Born in 1772, Tarrare was a French Army Revolutionary soldier and showman, but we best know him for his monstrous appetite and strange eating habits. Even at a young age, Tarrare was always hungry, distracted, and emaciated. Sadly, because of his insatiable appetite, Tarrare’s parents could not provide for him. He was sent away at just 17 years old.
The Bizzare Life of Tarrare
Despite weighing an average 100 pounds at a young age, Tarrare’s body soon gave in to his colossal food intake. By his early twenties, his mouth circumference was beyond any known human’s mouth. He could hold more than a dozen soft-boiled eggs at once. He had a deformed jaw, drooping cheeks, and a distended stomach that he could tie in knots around his waist. When full, his stomach would inflate to an abnormal capacity.
After his parents sent him away, Tarrare traveled throughout France with thieves and prostitutes, making his living through pickpocketing and entertaining crowds. Tarrare’s act included swallowing stones, corks, whole live animals, and basketfuls of apples at the marvel and disgust of onlookers. He constantly dripped with sweat and had a nauseating sewer-like stench that kept people as far as 20 feet away.
Soon after, Tarrare joined the French army doing odd jobs around the army base in exchange for food.
More Food is Not Enough
Food would often be insufficient, forcing Tarrare to rummage through garbage for any discarded food scraps.
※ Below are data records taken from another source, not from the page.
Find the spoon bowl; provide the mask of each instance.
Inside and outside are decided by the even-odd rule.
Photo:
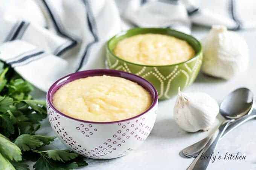
[[[238,89],[224,99],[219,107],[219,113],[226,119],[238,118],[248,113],[253,100],[251,90],[244,87]]]
[[[253,101],[252,92],[244,87],[234,90],[225,98],[220,105],[220,114],[227,119],[238,119],[238,120],[230,124],[221,139],[240,125],[256,117],[256,111],[251,116],[249,115],[253,110]],[[244,116],[246,114],[246,116]],[[184,148],[182,150],[182,153],[188,158],[196,157],[215,133]]]

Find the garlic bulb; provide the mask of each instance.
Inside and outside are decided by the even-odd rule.
[[[179,93],[174,109],[178,125],[189,132],[206,131],[212,125],[219,108],[216,101],[203,93]]]
[[[227,80],[247,68],[249,57],[246,42],[225,27],[213,26],[202,44],[202,71],[205,74]]]

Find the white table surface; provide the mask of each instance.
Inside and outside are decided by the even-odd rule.
[[[194,26],[192,34],[200,39],[209,31],[207,29]],[[256,95],[256,31],[238,32],[245,39],[250,49],[250,64],[247,71],[228,81],[215,79],[200,74],[195,82],[185,92],[206,93],[220,102],[224,96],[236,88],[246,87]],[[238,44],[238,45],[239,45]],[[45,94],[38,90],[33,93],[36,98],[44,99]],[[107,160],[86,159],[89,165],[85,170],[185,170],[192,159],[181,156],[181,150],[206,137],[220,123],[219,115],[214,127],[207,132],[186,132],[180,129],[172,118],[172,109],[176,98],[159,102],[157,117],[154,128],[141,147],[128,155]],[[47,120],[38,133],[54,135]],[[64,149],[56,140],[51,147]],[[223,157],[227,152],[245,155],[245,160],[216,160],[210,163],[208,170],[240,170],[256,169],[256,120],[253,120],[231,132],[222,140],[215,155]],[[218,153],[219,152],[219,153]]]

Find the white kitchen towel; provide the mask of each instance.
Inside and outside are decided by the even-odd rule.
[[[121,27],[255,27],[254,1],[209,1],[2,0],[0,59],[46,92],[67,74],[105,68],[106,41]]]
[[[104,68],[104,44],[120,23],[112,0],[3,0],[0,59],[46,92],[68,74]]]
[[[233,30],[256,27],[254,0],[125,0],[117,2],[123,18],[140,27],[169,27],[188,33],[192,23],[210,27],[222,25]]]

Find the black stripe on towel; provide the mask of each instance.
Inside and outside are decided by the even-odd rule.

While in the military base, Tarrare caught the respected Military surgeon, Dr. Pierre-François Percy’s, attention after being admitted to the military hospital due to exhaustion. Dr. Percy was fascinated by Tarrare’s appetite and decided to study him to try and understand the source and cure his hunger.
Under Dr. Percy’s care, Tarrare would take four times the food other soldiers were having, and it still would not be enough. He would steal other patients’ food, eat from garbage cans and sewers and even swallow the hospital’s medical supplies. The doctor’s psychological test on Tarrare indicated that he was indifferent to people’s feelings but was of sound mind.
Desperate to find a cure, Dr. Percy would feed Tarrare a mixture of tobacco pills, Laudanum opiates, wine vinegar, and soft-boiled eggs, but Tarrare would still drink other patient’s blood and walk the streets at night fighting stray dogs for leftovers. Eventually, he was sent away from the hospital after being suspected of having swallowed a toddler.
In 1798, four years after Tarrare left the hospital, Dr. Percy heard that Tarrare had been admitted to a hospital in Versailles, where he later died of Tuberculosis. The horrendous and nauseating stench that Tarrare emitted while alive dulled in comparison to his dead body. Dr. Percy’s reports describe the odor as so bad that the doctors examining the body and carrying out the autopsy struggled to breathe.
The doctor’s autopsy reports indicate that Tarrare had a dreadfully wide esophagus, an excessively large liver, and gallbladder and that his stomach lining was filled with ulcers. The reports also suggest that his stomach was massive and filled his entire stomach cavity.
Even though the doctors could not complete the autopsy due to the body’s pungent odor, they all came to the same conclusion. That Tarrare did not make up his unusual appetite. His shocking eating habits all started from his body’s genuine but constant need to eat.
Living to Eat or Eating to Live?
This man’s entire life was dictated by his body’s biological need to eat, cursing him to a life of hunger and an embarrassing title of the man who ate anything.